Adam Silberring with his brother Ludwik

Adam Silberring with his brother Ludwik

This is my husband Adam Silberring with his younger brother Ludwik. I don't know when the photo was taken, but Adam looks like 12-13 years old. So it was probably 1933 or 1934. The picture was taken in Bochnia. My husband is a chemical engineer. He was born in Bochnia in 1921, the last year to graduate from high school before the war. His was a very assimilated family. His father, Samuel, owned a large printing press and a house. He even used to drive around on business on Saturdays, he said, and the orthodox Jews used to throw stones at him. He didn't give his sons a Hebrew education. He was a believer, because even after the war he used to go to the synagogue at New Year, but he didn't celebrate all the holidays. He died in 1973. Adam's mother perished during the war. My husband has a brother, Ludwik, born in 1925. Both he and his brother studied at the Silesia Polytechnic in Wroclaw. Ludwik lives in Switzerland, he's a professor and has two children. We're not in touch with him.
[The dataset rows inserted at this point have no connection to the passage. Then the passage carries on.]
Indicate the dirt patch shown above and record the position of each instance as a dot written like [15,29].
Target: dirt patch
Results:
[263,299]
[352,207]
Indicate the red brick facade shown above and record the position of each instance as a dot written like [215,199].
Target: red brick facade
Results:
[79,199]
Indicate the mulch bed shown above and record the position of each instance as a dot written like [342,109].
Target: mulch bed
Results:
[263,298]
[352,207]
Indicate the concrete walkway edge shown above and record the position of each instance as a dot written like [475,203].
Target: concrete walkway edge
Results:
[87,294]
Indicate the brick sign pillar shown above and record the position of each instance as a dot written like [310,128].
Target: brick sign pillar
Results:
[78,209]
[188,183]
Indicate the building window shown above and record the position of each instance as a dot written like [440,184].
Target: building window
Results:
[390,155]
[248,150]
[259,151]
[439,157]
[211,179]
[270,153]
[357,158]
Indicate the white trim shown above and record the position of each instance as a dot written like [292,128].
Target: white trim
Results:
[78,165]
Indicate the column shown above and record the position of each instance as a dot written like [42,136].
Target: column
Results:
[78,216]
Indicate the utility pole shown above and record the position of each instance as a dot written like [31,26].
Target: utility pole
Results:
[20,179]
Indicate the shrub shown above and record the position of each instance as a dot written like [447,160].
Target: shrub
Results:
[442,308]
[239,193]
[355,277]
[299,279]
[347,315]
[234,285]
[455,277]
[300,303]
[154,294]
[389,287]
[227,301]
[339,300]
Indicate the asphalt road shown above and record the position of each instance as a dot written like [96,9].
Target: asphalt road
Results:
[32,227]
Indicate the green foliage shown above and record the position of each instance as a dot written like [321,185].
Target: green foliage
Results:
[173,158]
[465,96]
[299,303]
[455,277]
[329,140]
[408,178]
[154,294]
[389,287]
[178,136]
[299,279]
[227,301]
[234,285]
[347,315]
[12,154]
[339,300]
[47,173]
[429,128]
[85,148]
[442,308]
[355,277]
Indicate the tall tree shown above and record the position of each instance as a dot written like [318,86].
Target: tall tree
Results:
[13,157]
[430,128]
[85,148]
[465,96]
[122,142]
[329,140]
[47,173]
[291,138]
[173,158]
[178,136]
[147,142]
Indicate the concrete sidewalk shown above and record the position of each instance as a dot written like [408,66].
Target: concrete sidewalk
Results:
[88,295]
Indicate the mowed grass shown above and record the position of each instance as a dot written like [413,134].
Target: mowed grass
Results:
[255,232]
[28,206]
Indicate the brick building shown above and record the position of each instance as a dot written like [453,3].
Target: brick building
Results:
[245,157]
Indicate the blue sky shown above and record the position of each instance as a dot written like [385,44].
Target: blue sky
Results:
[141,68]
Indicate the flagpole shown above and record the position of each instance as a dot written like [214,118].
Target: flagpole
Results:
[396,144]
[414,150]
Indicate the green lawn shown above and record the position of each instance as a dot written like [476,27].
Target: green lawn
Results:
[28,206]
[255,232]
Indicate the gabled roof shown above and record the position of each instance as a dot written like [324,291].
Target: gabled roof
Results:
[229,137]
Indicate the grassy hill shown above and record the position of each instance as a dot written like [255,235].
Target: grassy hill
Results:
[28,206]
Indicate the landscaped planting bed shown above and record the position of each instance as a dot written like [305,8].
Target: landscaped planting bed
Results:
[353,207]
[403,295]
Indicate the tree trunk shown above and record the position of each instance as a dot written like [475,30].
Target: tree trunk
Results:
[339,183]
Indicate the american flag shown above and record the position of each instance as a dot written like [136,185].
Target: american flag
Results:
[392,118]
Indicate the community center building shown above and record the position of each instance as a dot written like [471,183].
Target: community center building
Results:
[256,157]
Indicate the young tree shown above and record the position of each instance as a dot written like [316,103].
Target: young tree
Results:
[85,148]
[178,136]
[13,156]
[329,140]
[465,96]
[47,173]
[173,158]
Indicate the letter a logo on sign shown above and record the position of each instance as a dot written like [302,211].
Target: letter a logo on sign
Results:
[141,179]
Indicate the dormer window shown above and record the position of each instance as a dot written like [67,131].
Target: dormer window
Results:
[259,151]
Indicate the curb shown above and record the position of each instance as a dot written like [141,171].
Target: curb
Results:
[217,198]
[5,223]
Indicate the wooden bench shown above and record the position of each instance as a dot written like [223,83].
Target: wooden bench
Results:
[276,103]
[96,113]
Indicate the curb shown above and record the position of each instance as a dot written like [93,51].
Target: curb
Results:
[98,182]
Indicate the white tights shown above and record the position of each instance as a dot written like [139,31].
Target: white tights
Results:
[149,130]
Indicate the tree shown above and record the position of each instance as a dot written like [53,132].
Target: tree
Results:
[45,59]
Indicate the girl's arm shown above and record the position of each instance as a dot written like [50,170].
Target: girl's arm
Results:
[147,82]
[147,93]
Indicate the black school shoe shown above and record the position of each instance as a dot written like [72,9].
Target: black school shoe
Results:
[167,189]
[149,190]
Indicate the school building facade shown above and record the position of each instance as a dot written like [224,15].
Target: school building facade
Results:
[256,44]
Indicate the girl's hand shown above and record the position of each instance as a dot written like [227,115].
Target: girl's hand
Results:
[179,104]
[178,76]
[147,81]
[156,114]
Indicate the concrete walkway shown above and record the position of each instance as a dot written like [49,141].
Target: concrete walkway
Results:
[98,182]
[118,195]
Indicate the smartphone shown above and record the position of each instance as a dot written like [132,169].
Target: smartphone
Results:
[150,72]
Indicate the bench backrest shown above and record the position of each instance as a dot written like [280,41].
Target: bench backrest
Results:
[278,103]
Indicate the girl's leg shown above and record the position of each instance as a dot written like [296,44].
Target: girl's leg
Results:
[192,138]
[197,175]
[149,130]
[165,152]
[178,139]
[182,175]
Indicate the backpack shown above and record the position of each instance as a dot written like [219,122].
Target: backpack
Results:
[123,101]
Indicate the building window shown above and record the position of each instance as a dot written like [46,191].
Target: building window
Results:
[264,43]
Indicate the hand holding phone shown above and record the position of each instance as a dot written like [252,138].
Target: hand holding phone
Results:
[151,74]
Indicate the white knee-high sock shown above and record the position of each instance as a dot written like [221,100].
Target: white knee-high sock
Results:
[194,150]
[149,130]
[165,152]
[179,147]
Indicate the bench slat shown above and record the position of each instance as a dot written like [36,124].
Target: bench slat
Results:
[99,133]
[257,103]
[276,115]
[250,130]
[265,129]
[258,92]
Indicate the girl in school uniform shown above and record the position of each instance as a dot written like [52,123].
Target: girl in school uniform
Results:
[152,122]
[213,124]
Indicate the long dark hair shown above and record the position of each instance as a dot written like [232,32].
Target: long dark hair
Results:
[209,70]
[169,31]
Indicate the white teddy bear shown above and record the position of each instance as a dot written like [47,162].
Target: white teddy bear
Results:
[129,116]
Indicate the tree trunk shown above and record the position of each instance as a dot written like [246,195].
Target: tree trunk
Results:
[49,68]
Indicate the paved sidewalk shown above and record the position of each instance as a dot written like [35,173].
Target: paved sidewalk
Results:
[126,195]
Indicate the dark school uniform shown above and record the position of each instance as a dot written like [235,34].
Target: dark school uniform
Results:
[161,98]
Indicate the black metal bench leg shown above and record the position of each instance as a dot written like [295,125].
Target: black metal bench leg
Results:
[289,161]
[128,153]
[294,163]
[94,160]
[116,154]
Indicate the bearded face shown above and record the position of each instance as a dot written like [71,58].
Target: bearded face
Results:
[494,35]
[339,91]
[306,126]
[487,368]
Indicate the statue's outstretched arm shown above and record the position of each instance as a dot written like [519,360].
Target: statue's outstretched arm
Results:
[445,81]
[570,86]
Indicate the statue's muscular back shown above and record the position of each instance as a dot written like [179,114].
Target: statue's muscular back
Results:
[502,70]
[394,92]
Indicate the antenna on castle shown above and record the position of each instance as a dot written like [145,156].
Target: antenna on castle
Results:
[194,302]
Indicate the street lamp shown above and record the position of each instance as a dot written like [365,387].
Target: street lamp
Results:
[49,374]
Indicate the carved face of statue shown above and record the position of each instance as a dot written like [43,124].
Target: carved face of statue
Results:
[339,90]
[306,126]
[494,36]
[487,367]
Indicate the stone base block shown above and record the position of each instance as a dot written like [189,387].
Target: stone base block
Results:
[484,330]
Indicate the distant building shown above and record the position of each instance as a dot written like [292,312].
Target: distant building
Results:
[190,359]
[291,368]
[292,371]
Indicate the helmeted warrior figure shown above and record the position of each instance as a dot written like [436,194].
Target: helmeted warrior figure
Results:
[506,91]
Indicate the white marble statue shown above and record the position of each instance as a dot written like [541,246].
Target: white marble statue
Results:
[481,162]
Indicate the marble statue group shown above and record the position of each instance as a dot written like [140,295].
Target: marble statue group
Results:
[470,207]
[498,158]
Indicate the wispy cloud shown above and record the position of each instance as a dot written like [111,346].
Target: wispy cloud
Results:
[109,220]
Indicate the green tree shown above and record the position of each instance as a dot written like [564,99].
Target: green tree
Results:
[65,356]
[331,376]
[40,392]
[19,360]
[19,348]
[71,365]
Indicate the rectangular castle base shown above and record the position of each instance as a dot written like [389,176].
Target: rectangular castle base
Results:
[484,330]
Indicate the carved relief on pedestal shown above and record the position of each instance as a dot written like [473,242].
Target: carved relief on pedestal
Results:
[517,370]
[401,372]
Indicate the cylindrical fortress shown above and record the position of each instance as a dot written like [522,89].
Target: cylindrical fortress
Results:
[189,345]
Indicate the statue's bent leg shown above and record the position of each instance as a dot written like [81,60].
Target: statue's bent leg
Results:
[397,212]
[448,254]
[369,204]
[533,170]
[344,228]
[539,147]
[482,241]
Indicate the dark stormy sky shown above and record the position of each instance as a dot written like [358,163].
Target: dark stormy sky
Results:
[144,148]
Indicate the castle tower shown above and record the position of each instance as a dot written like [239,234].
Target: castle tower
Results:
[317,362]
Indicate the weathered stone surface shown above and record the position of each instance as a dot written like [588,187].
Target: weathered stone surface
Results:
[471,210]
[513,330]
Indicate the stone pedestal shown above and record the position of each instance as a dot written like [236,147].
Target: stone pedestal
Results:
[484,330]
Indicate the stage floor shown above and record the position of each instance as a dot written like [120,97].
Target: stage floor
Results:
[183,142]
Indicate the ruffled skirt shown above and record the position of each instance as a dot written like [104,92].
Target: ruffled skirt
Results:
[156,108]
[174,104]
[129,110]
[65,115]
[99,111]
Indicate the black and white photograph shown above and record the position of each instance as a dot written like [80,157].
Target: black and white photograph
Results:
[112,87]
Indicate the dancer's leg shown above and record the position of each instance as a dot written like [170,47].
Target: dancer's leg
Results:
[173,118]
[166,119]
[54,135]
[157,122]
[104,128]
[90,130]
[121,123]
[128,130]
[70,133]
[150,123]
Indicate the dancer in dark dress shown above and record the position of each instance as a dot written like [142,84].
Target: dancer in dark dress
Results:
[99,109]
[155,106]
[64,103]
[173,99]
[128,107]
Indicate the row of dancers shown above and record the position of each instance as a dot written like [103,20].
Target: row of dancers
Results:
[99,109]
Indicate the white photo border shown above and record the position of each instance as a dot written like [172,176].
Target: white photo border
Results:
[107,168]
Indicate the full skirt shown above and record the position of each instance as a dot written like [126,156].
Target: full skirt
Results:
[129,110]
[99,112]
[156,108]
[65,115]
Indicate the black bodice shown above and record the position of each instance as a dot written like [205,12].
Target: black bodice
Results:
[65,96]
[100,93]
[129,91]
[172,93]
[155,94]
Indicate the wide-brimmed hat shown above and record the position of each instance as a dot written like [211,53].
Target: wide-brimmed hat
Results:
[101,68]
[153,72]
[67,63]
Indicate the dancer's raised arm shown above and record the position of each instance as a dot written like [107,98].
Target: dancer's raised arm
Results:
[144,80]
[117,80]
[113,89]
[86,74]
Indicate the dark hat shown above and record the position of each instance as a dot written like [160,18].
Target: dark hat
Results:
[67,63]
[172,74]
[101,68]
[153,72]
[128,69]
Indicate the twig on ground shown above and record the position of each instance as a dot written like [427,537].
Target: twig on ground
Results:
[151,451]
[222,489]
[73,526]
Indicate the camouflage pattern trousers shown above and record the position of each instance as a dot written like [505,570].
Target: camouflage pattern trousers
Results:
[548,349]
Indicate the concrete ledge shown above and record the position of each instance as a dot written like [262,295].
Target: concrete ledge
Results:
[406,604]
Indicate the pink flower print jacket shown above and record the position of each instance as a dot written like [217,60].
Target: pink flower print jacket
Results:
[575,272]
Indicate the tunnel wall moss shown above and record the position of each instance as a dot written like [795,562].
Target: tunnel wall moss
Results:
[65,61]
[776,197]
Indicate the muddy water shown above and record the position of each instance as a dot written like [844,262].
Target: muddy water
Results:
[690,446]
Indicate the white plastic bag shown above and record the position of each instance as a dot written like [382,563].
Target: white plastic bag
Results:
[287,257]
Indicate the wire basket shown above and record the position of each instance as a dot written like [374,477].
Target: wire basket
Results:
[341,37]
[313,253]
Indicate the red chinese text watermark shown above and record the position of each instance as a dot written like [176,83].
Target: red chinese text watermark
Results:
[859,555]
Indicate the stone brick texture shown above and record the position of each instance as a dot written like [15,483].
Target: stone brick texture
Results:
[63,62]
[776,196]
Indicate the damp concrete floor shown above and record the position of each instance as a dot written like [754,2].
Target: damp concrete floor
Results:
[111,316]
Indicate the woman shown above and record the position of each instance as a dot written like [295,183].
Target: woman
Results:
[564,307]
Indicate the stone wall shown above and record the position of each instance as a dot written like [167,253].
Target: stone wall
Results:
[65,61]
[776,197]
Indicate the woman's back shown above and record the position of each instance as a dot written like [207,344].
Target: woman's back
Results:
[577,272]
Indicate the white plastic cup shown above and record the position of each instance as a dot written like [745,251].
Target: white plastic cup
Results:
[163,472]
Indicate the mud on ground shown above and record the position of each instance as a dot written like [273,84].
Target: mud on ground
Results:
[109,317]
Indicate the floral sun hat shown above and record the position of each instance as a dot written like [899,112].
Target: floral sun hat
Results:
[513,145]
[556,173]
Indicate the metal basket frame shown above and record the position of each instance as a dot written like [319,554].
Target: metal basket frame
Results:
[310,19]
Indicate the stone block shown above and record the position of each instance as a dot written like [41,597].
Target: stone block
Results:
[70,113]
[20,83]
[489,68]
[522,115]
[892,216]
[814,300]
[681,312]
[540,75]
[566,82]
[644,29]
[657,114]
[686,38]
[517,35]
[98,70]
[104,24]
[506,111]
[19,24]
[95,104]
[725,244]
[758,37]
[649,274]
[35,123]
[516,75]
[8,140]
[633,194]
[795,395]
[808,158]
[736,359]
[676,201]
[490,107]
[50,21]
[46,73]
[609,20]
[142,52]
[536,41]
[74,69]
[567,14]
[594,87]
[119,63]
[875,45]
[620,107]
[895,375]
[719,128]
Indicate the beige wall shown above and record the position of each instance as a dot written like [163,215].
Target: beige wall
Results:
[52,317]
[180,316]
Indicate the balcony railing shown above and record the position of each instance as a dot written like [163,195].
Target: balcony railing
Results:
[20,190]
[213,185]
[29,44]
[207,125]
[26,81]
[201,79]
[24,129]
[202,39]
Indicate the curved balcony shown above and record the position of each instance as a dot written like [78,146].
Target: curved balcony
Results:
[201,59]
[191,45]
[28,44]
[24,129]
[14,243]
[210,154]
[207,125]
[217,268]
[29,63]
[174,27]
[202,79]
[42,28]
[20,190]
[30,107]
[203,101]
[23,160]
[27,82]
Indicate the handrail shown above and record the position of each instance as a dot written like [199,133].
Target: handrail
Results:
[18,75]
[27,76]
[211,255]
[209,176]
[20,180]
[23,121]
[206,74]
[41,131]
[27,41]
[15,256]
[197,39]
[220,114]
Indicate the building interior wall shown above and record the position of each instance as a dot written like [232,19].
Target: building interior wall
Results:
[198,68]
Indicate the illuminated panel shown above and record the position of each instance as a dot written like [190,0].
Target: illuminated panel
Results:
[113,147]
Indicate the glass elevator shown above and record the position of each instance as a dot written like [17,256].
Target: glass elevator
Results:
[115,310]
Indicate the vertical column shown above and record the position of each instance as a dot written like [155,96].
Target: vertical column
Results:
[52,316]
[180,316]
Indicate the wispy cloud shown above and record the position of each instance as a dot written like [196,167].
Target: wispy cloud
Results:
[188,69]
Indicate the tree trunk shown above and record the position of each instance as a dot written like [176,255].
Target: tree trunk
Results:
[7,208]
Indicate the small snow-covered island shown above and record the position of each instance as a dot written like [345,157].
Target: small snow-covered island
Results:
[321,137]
During the war, first the Germans threw them out of their house, because it's a very beautiful house. They took their car, a Steyr. So they, with some cases, as my father-in-law told me, set off towards Lwow. In the meantime the Germans forced them into some labor on the way somewhere, but later they made it to Lwow. His mother and the younger brother went back to Bochnia for some winter clothes. They didn't have any warm things, because there had been a heat wave in September. She was crossing the river San in a boat and the boat capsized and she drowned, but Ludwik was rescued and went back to Lwow. After that the Russians deported them out to the Ural Mountains. I can't remember what the place was called.